My reasoning stems from the current drive to automation in the economy. That may seem disconnected, but bear with me. Contrary to the assertions of most, I do not see an oncoming automation apocalypse as inevitable. Many have expressed concern about the tremendous drop in demand for labor that could come with automation – in other words, far fewer jobs for actual persons. Not nearly as many have discussed the ramifications on the other side of the coin, prices. Without a central bank insisting on inflation ad nauseam, prices would also fall as a result of automation, in many cases dramatically. The result could be a dramatic drop in the cost of living, ameliorating if not drowning out entirely the effect of automation on jobs. Keynesians of all stripes would revert to their last line of argumentative defense: the concept of “sticky prices”. However, the assumption behind this defense – that prices cannot be driven down without tremendous unemployment or wage cuts – is undone by the effects of automation, which switches the order of the process. Thus, prices need no longer be sticky – and in fact probably would not be sticky – because the wage effect on stickiness has already been taken out of the equation. In other words, automation would remove the greatest barrier to productivity-driven deflation, the one thing that can ensure greater prosperity for all Americans.
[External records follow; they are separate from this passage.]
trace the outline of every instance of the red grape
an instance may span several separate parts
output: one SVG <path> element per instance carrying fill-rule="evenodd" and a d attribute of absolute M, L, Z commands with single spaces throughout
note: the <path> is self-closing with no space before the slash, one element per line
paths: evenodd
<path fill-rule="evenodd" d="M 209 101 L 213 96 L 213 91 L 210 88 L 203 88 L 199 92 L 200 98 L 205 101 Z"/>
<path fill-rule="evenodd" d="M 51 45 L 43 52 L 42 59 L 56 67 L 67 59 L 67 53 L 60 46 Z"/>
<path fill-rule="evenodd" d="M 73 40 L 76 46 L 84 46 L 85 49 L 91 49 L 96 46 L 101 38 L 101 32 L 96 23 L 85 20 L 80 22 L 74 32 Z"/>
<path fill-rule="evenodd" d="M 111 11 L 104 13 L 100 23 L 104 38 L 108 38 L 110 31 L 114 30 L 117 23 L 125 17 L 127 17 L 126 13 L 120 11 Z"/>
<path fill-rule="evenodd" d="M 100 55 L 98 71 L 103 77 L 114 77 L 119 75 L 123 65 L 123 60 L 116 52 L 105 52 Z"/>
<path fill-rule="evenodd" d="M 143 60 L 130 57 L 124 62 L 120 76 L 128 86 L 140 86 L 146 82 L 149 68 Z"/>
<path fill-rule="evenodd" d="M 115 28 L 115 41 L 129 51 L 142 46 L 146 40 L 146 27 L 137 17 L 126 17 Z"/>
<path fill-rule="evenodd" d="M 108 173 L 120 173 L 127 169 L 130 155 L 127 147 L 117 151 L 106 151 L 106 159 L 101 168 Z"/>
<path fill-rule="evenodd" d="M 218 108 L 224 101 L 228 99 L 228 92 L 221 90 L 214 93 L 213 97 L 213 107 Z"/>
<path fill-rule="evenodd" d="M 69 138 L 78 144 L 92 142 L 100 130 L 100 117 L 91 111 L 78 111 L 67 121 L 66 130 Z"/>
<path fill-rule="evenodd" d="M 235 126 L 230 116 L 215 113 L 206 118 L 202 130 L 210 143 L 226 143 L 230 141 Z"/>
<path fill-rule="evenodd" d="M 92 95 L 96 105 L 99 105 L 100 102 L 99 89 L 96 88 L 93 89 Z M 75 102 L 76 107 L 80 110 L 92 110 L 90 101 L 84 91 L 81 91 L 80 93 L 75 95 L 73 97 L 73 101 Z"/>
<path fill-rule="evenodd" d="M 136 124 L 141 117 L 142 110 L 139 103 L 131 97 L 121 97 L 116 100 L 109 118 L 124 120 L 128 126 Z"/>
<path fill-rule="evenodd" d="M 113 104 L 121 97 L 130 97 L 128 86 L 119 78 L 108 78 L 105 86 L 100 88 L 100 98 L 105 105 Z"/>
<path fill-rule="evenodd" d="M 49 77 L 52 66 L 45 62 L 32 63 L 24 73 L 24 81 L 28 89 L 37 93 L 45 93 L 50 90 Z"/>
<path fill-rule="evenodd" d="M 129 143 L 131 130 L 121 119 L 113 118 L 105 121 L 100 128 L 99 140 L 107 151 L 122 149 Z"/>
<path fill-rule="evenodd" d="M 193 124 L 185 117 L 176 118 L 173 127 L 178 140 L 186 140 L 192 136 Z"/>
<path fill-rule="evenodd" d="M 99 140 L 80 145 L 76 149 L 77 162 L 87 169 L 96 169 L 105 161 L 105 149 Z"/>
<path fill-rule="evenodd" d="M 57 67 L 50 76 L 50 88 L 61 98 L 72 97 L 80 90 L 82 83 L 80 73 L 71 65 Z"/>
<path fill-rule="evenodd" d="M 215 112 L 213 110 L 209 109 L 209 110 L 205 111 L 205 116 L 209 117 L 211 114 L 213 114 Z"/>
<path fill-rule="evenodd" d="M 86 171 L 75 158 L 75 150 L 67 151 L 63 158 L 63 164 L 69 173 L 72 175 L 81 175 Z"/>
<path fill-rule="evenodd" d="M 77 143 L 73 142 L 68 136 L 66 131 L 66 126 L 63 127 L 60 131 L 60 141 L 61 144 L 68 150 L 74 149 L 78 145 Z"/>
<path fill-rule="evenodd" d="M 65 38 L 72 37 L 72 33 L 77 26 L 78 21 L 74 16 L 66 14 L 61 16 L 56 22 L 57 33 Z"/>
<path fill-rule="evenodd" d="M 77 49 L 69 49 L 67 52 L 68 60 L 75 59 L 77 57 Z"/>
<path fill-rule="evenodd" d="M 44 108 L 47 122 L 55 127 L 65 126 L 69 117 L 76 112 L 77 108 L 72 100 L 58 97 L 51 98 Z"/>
However, in order for this to be as successful as it can be, we have to shift our mentality away from working for other people in favor of working for ourselves. The generations that follow us in the automated era are far more likely to be self-employed than employed by someone else – which means creating incentives that drive people to work for someone else instead of working for themselves go in the wrong direction. Americans will need to be less risk-averse – which means the consequences of risk itself need to be reduced.

The work requirement for Medicaid is thus exactly the kind of perverse distortion of incentives we need to avoid. If anything, we need less regulation of the behavior of poor Americans – as they are more likely to engage in the entrepreneurship we need to advance the economy in the automated era if they are not forced to work for someone else for their health insurance. Likewise, the dynamism and flexibility that come with successfully launching a small business can’t mix with a one-size-fits-all food-delivery system (and this doesn’t even consider the vastly different diets required by different human beings).

For much of the 20th century, “welfare” was viewed – when it was perceived as effective – as a temporary system designed to push people back into the industrial workforce. In a post-industrial, automated economy, we need more self-employment, in which case the current welfare system – and the proposed changes by the Republicans – become the exact opposite of what is required.

As a conservative, I would lament the damage over-regulation would do the economic innovation and dynamism. I call myself a progressive conservative now, in part because I understand that over-regulation is just as dangerous when the regulated are poor Americans. The poor need fewer restrictions on the aid they receive (indeed, I would consider a Negative Income Tax or Universal Basic Income a dramatic improvement over the Rube-Goldberg-like welfare system we have now), not more.